Se tocchi i binari della ferrovia in un punto al sud del paese e un tuo amico li tocca al nord, i vostri pensieri convergeranno per un istante.

(Suo padre)
Elena sentiva di portare sul suo corpicino da ottenne il peso di una vecchia. Faceva i compiti su uno scrittoio bianco in camera sua, da sola, sempre un po’ sudata. Se non capiva quello che stava leggendo allora lo rileggeva, all’infinito, senza aumentare lo sforzo. Elena non studiava come un contadino che ara il terreno, ma come la bestia che tira l’aratro. Operosa e rassegnata, sempre proiettata verso il minuto successivo, per riempire tutto il tempo e tutta la testa, per avere l’impressione di non essere solo un corpo, o di non essere al mondo solo per il corpo.

(Suo fratello)
Era convinta che fissando una patata abbastanza a lungo sarebbe successo qualcosa, ma che questo “a lungo” era talmente lungo che nessuno avrebbe mai potuto scoprirlo.
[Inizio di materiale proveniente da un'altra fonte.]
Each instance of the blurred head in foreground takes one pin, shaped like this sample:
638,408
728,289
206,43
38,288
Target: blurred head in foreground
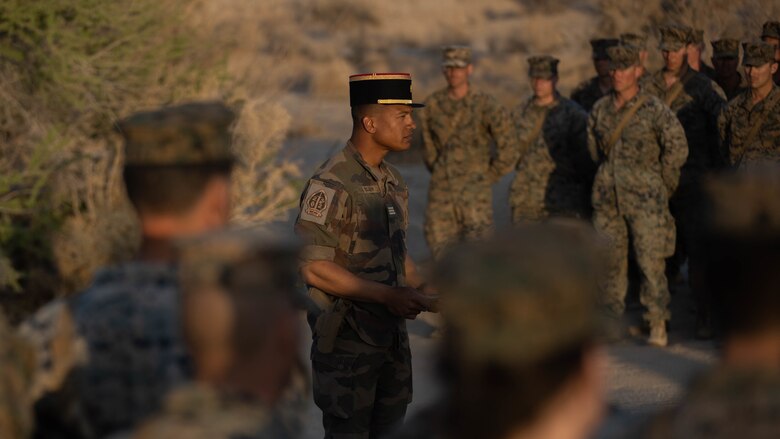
239,311
520,351
177,168
742,265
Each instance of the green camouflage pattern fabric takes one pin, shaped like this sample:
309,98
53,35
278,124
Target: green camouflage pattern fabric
200,412
623,57
190,134
522,295
356,216
599,47
631,192
457,137
554,170
126,340
587,93
698,107
724,403
637,40
736,122
17,372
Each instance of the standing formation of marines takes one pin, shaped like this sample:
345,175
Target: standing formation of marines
198,335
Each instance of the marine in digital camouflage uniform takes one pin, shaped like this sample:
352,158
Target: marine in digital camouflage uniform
697,101
695,50
242,328
725,58
353,218
750,126
587,93
458,125
770,33
522,324
17,370
108,355
635,178
554,170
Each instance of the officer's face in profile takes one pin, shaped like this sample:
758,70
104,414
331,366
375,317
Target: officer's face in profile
457,76
725,67
625,79
759,76
675,59
393,126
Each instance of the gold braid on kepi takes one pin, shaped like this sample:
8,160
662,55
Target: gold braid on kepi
381,88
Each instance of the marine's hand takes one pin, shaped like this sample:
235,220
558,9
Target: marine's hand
405,302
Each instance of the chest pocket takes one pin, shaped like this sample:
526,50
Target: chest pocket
371,231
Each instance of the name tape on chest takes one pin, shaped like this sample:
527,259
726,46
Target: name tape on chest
317,203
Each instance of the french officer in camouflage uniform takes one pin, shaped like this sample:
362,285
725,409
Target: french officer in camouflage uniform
554,170
520,356
458,125
725,59
241,325
640,147
750,126
694,50
770,33
108,355
587,93
353,218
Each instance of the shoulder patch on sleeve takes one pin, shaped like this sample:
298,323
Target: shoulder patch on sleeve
317,203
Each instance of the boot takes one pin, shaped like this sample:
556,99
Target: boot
657,334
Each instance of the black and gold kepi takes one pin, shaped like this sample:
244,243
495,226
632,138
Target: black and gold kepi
381,88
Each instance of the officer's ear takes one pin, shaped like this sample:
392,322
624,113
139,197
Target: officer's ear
368,122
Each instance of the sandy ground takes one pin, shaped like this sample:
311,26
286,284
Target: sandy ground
641,379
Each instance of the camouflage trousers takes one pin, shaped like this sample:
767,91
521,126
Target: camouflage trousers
362,390
652,233
454,216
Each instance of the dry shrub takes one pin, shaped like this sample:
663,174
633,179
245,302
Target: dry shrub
261,191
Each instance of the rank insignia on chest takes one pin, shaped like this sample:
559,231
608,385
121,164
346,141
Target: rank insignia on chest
317,202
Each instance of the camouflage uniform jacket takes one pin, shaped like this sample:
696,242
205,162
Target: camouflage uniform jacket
642,169
555,172
356,216
197,411
587,93
122,348
457,135
698,107
736,122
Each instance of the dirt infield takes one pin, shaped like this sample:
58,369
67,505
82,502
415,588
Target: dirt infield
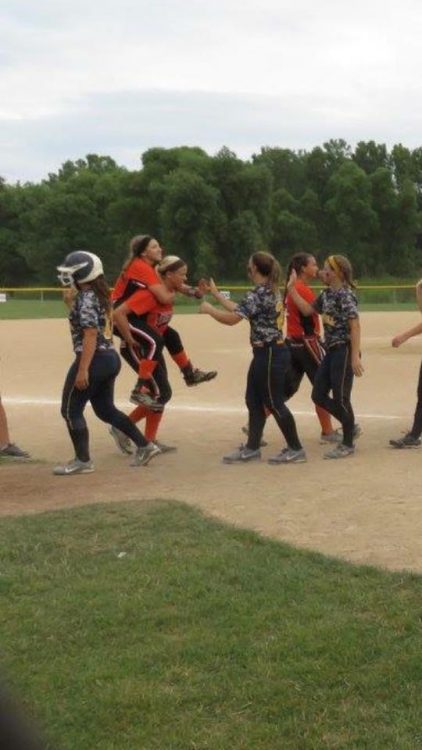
365,509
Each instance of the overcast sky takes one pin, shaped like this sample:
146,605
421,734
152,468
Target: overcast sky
116,78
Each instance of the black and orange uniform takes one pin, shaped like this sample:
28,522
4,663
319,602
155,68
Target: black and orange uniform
147,311
335,374
268,371
88,313
139,276
306,349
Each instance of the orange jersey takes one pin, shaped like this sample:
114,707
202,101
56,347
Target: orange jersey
299,325
138,275
144,305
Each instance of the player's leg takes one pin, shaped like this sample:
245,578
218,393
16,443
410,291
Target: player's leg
192,375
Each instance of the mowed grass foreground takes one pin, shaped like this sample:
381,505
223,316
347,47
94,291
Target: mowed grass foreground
152,627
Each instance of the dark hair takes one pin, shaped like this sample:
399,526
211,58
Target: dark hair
297,261
269,267
102,290
343,268
137,246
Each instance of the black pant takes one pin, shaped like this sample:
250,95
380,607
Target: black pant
104,368
335,374
416,430
151,341
159,380
265,389
306,356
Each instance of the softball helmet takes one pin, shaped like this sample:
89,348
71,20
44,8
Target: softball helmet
79,267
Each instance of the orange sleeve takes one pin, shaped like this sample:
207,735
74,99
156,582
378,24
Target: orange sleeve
141,271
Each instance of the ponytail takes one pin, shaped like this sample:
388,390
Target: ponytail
269,267
137,246
343,268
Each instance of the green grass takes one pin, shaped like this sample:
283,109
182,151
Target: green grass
203,637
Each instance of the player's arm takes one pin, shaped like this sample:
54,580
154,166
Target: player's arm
121,321
354,327
228,304
402,337
226,317
162,294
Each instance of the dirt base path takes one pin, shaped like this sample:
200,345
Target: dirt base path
365,509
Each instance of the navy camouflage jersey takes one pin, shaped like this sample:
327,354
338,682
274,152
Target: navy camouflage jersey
265,312
88,312
337,307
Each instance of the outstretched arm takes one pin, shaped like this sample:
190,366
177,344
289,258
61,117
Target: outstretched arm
419,294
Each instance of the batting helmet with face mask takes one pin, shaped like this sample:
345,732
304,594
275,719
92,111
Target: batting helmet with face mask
79,267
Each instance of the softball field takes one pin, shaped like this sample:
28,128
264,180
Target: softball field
365,508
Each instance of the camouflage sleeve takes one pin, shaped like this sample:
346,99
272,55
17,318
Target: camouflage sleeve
246,306
89,310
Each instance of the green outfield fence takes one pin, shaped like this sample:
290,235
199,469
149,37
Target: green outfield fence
371,294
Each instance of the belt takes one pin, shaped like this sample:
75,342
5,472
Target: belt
263,344
337,345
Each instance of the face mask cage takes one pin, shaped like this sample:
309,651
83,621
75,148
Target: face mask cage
66,275
66,279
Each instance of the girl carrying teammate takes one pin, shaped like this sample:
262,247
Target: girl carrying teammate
263,308
142,307
338,306
412,439
303,336
139,272
91,376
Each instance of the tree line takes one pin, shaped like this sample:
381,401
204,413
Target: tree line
214,211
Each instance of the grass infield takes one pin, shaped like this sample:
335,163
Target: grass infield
151,627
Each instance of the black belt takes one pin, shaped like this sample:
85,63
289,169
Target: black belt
263,344
337,345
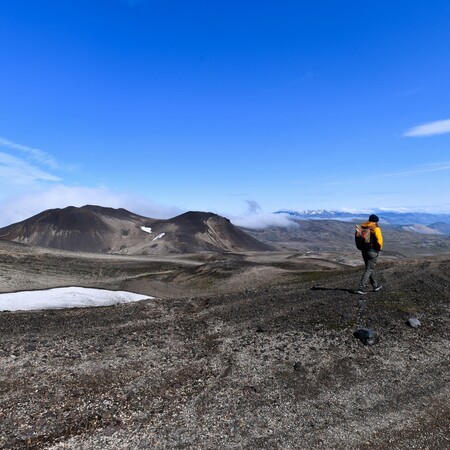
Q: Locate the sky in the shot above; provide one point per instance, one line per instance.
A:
(236, 107)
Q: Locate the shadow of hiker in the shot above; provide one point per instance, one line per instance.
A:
(321, 288)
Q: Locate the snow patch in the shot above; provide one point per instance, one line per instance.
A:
(70, 297)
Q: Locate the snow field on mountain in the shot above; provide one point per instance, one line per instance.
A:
(69, 297)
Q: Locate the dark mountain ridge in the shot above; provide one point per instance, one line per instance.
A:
(107, 230)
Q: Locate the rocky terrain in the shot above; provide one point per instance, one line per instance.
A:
(245, 350)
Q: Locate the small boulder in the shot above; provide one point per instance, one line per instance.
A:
(413, 322)
(365, 335)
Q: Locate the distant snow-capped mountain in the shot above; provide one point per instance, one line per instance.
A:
(388, 217)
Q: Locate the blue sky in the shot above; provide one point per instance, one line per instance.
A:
(166, 106)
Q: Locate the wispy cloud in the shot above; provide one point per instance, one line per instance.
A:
(429, 129)
(18, 172)
(432, 167)
(35, 154)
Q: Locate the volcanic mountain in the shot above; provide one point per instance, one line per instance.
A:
(107, 230)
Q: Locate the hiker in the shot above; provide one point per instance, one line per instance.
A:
(370, 250)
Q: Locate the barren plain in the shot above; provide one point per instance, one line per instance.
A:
(244, 350)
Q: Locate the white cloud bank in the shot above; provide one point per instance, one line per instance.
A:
(429, 129)
(70, 297)
(263, 220)
(256, 219)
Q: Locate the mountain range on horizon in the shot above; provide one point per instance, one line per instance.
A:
(386, 217)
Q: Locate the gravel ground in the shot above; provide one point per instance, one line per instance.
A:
(271, 367)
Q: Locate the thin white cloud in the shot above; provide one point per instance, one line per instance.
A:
(34, 153)
(429, 129)
(426, 168)
(18, 172)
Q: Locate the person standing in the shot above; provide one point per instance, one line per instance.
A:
(370, 255)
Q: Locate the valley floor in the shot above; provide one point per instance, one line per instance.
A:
(252, 354)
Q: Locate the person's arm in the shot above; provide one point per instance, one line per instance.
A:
(379, 237)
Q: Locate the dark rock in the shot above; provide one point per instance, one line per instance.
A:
(365, 335)
(413, 322)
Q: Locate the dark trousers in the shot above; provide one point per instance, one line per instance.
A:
(370, 260)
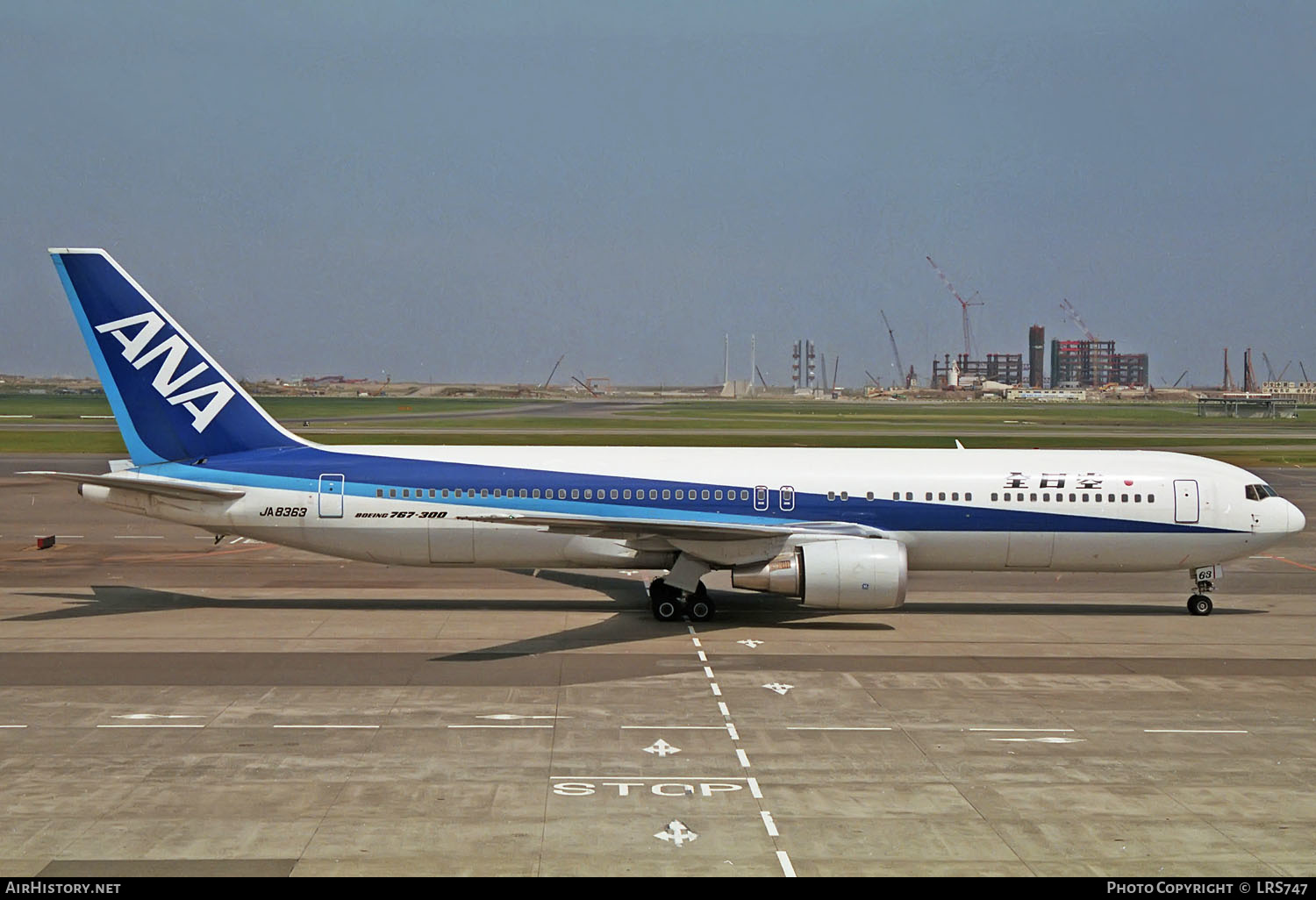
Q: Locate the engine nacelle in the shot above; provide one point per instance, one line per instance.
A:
(855, 574)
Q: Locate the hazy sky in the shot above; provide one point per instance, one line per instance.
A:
(468, 191)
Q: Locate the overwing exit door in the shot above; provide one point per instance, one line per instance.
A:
(1186, 502)
(331, 496)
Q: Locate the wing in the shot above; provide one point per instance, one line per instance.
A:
(676, 529)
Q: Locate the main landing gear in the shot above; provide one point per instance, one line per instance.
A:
(670, 603)
(1199, 604)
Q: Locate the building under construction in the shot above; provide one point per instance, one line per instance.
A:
(1003, 368)
(1095, 363)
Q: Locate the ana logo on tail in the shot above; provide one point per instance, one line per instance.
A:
(168, 382)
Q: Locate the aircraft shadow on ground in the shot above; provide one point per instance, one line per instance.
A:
(628, 604)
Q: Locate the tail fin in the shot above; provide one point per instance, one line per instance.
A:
(173, 402)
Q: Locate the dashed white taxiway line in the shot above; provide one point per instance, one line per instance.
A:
(782, 858)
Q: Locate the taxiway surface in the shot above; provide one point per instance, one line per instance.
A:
(175, 705)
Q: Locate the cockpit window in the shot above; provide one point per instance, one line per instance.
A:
(1261, 491)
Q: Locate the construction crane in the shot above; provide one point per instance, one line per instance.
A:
(554, 370)
(963, 304)
(1068, 308)
(894, 349)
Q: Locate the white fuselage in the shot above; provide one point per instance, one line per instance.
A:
(955, 510)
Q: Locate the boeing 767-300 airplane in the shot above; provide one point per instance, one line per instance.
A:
(837, 529)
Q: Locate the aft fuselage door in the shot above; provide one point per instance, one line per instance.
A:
(331, 496)
(1187, 507)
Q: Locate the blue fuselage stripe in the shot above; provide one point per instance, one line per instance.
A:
(300, 468)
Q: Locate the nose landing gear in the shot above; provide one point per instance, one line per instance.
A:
(1199, 604)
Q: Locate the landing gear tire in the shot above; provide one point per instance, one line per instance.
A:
(665, 600)
(670, 604)
(700, 608)
(666, 611)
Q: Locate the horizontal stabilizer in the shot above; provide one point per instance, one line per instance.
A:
(158, 486)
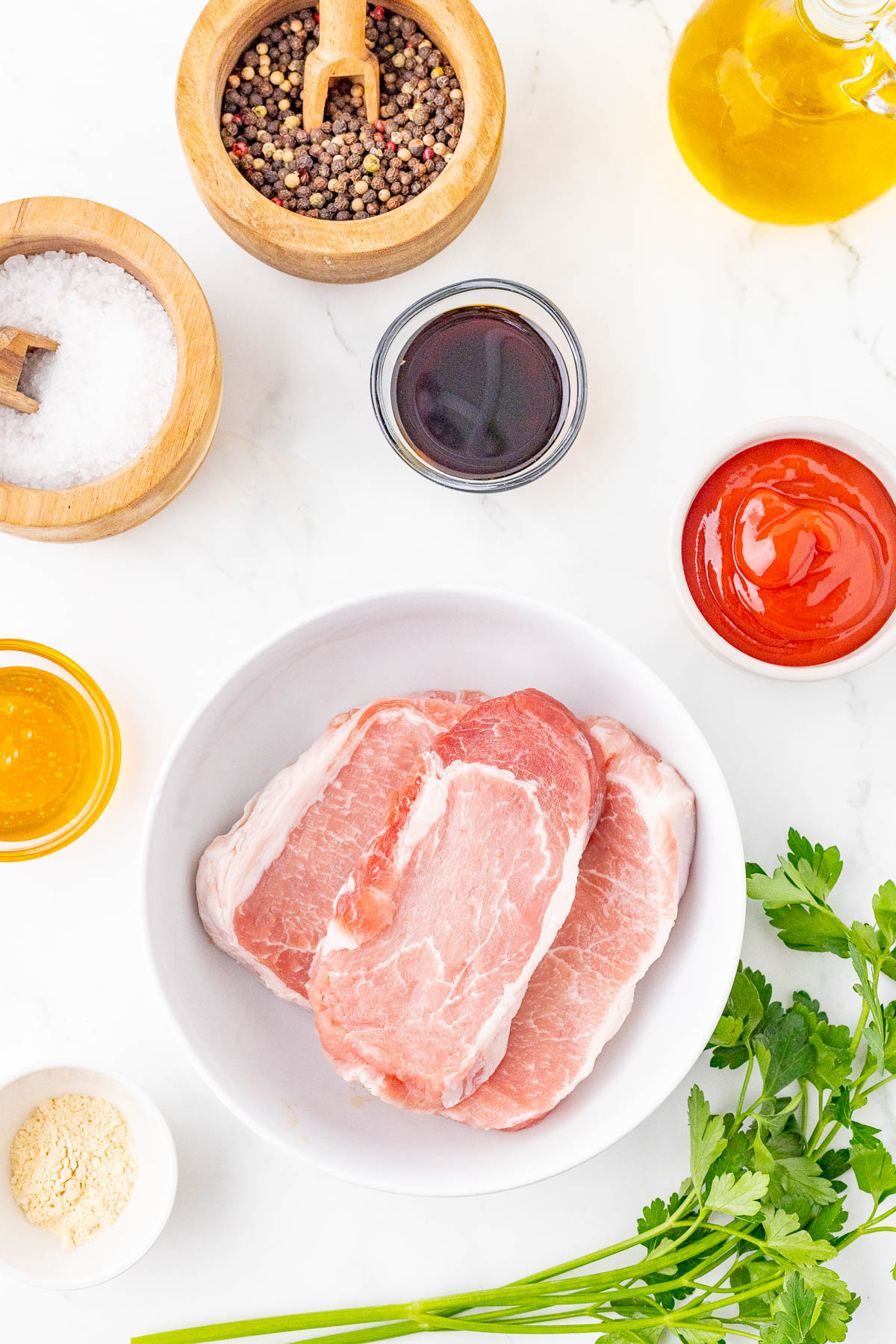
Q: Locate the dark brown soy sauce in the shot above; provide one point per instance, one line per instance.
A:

A quattordici anni nella sua camera c’erano quaderni dappertutto, riempiti con una scrittura fitta fitta. A ventidue aveva abbandonato la scrittura e anche parte del pensiero, perché aveva scoperto che la parola aveva i suoi limiti. Cercava di pensare a un limone nella sua interezza, senza pensare alla parola “limone”. Allo stesso modo si rifiutava di chiamare Filippo il suo amico Filippo e, incurante delle lamentele di lui, continuava a scoprirlo e assaggiarlo nei modi che riteneva più efficaci.

(Elena)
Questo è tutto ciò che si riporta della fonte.